A classic story among brands running through a fulfiller: a new batch of stock is on its way, and nobody knows precisely when they can start selling again.
You've put a container on a ship. Okay, arrival date is fixed. But when it's unloaded, counted, booked in, and placed in the right location — that's another story. It can take a day. It can take a week. At busy times, two weeks.
Meanwhile: your marketing is queued up, your ads are waiting, your cash flow depends on it.
What we built
We now pull inbound data from our 3PL partners and layer forecasts on top. For every expected shipment, brands see in their admin:
- When the shipment is expected to arrive at the fulfiller
- When it is projected to be booked in (and therefore sellable)
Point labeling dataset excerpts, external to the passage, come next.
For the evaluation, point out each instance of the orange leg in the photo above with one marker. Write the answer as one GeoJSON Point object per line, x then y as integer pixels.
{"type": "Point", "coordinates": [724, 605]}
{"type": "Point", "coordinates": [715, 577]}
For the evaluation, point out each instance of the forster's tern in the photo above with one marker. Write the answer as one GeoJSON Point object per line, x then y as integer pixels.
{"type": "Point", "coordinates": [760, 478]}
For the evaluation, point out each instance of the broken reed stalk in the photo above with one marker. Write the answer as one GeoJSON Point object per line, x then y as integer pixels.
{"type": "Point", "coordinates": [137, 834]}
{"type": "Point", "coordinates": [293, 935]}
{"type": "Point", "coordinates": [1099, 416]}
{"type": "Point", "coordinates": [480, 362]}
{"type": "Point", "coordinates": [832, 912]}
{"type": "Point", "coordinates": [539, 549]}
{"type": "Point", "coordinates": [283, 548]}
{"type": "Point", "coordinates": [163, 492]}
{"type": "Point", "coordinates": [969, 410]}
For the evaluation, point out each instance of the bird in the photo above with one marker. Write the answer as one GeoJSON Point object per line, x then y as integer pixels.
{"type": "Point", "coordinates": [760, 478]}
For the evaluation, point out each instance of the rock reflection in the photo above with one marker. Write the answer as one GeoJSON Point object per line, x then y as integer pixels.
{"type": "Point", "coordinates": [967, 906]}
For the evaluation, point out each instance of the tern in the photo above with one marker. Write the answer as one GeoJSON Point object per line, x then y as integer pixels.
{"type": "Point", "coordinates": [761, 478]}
- How much uncertainty sits in that projection
The forecast isn't magic. We look at historical turnaround times per fulfiller, per season, per volume. We factor in public holidays. We watch the fulfiller's current workload. And we let brands approve or adjust the forecast, so it becomes a commitment rather than a guess.
Connected to cash flow
The real payoff: we feed this forecast into the cash flow projection in our admin. If you know when your stock becomes sellable, you can model when you'll actually generate revenue from it. For brands on a tight cash flow — and that's plenty of brands at our scale — that's the difference between reordering now or waiting.
Supply chain forecasting, for smaller players
This is the kind of feature brands assume only enterprise players do. SAP. Oracle. Large ERP suites with consultants on retainer. But you don't need those to do it well. What you need: the right data (from your fulfiller), a place to bring that data together (that's us), and a few sensible rules to turn it into something useful.
What we took from building it
Most "AI forecasting" stories in e-commerce are, if you look closely, just well-structured data plus a handful of reasonable heuristics. No black box, no magic. Just: data that always existed, finally in the right place, with someone who took the time to draw conclusions from it.
That's what we did here. And it works surprisingly well.